Republicans say they’ve secured a court order suspending New York Gov. David Paterson’s plan to appoint a lieutenant governor to preside over the gridlocked New York Senate. GOP Senate spokesman John McArdle said today that a judge in Nassau County issued the order overnight. He says it temporarily suspends Paterson’s plan to have Richard Ravitch provide a tie-breaking vote and preside over the Senate. Ravitch says he was sworn in at 8 p.m. Wednesday, hours after Paterson made the surprise appointment long thought to be constitutionally prohibited.
The Senate has been gridlocked since a June 8 coup by a Republican-dominated coalition over the Democratic conference that thought it won the majority.

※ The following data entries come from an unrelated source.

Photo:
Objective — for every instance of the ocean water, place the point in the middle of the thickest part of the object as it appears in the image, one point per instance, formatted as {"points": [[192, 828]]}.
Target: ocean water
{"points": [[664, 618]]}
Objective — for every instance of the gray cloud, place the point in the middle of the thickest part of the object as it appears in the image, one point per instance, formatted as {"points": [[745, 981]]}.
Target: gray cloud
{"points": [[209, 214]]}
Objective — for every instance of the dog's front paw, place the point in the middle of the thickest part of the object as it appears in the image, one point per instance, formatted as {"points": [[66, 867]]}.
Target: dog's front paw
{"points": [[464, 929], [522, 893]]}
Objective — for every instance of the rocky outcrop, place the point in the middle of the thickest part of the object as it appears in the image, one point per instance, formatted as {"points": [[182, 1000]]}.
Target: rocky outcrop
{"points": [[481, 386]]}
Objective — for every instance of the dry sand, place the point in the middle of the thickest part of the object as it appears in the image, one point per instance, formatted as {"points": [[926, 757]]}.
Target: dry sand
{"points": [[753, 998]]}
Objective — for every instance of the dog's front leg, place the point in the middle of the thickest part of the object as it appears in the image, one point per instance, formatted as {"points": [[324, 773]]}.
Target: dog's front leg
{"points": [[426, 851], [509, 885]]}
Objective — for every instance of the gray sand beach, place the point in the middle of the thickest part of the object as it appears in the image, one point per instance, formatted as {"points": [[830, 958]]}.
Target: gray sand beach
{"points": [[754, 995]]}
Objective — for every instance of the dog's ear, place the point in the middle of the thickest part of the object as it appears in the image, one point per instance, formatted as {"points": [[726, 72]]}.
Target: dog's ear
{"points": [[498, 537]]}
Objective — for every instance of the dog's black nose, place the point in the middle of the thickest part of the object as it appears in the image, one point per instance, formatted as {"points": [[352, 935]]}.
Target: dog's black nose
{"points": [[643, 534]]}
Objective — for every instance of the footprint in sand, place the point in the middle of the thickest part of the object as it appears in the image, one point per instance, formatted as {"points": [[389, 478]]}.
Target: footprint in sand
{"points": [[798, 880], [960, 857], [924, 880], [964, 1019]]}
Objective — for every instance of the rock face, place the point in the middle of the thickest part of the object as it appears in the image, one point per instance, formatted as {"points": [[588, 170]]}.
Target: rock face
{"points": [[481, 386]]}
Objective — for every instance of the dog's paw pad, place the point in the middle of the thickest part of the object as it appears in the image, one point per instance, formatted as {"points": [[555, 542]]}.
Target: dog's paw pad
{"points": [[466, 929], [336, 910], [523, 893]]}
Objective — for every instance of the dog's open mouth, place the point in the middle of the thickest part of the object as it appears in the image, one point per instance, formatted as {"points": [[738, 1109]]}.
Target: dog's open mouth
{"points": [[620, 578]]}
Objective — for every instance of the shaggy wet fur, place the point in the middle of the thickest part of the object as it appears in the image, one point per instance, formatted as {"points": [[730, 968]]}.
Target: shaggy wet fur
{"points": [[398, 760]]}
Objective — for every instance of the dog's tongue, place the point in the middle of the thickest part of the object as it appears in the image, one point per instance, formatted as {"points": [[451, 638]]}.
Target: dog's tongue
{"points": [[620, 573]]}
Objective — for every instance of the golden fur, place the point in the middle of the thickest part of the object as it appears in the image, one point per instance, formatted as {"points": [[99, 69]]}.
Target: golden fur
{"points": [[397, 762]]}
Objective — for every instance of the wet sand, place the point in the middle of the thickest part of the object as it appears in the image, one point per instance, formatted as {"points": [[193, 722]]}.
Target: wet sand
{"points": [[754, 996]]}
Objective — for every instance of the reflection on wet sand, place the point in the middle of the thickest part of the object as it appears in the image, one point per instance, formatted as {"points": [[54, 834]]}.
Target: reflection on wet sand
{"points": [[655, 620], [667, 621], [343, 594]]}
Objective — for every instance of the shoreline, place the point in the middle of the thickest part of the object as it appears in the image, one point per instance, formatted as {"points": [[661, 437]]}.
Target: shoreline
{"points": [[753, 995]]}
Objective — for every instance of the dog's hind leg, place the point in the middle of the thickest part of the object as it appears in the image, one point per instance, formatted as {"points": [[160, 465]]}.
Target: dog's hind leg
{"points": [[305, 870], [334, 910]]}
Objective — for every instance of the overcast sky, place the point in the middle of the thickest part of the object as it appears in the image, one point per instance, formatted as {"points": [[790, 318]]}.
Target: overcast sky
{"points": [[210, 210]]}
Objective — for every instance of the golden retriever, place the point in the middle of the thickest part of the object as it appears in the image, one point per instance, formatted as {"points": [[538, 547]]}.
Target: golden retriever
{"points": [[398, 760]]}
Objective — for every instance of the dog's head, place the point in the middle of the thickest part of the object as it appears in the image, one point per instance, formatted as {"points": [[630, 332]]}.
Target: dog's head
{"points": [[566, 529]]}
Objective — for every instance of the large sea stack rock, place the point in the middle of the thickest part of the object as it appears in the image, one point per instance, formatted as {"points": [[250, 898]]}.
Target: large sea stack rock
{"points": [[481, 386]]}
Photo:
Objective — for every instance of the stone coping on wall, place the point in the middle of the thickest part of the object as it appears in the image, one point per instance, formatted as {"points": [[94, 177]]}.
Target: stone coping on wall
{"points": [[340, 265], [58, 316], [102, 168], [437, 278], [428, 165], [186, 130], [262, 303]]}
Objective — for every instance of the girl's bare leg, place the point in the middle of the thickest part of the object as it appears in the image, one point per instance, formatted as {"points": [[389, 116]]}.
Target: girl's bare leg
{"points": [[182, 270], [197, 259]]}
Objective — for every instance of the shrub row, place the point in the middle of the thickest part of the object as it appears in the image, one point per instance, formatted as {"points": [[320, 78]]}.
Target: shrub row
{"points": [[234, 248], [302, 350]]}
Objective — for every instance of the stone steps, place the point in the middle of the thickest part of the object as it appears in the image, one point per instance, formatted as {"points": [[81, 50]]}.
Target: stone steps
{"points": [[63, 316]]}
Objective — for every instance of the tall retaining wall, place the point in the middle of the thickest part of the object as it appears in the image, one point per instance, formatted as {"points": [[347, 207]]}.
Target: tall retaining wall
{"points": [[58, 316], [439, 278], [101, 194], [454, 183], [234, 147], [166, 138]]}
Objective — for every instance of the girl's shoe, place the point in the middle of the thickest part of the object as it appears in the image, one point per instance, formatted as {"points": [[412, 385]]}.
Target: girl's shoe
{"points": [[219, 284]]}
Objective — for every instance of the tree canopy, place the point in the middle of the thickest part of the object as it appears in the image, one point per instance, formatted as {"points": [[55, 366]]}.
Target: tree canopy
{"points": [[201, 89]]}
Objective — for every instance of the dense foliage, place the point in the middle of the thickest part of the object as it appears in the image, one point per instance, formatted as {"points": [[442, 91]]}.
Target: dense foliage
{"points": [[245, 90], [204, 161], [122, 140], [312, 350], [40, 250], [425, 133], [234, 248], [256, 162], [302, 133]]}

Paterson’s position is simple: extraordinary times call for extraordinary measures. But the question is whether he has the political power to keep his appointment.
On Wednesday, Paterson explained his decision and his motivation.
“When I assumed the office of governor I took an oath and I swore to protect and defend the New York State constitution. The welfare of the people of this state, their security and safety, their economic stability must be my most important responsibilities,” Paterson said during his televised speech on Wednesday.
“There is nothing in the constitution nor in the law that says I cannot fill the vacant post of lieutenant governor. So therefore today I will appoint a lieutenant governor who will serve out the remainder of my term with me,” Paterson said, adding he consulted with lawyers and legal experts.
“I have selected Richard Ravitch, the former chair of the MTA and the Urban Development Corporation and a vital leader of the fiscal recovery in the ’70s to serve with me until 2010. He will not be a candidate thereafter,” he said.
Depending on the legality of the appointment, Paterson could be seen as the hero who saved Albany or as Republican Senator Dean Skelos sees it, a politically selfish governor who’s partisan maneuvering stands to make an already bad situation worse.
“The days of powerful leaders controlling everything are over. The days of three men in a room raising taxes and spending in secret are done. The governor and those wedded to the past must recognize that Albany is changing for the better,” said Sen. Dean Skelos (R-RockvilleCentre).
Ravitch, a former MTA chief, who recently took the lead in helping to solve the agency’s budget crisis, has a reputation as a well-regarded public servant with a record of service dating back to the 1960s. But ultimately, the fate of his appointment, which has already been challenged by the State Attorney General, could be decided in court.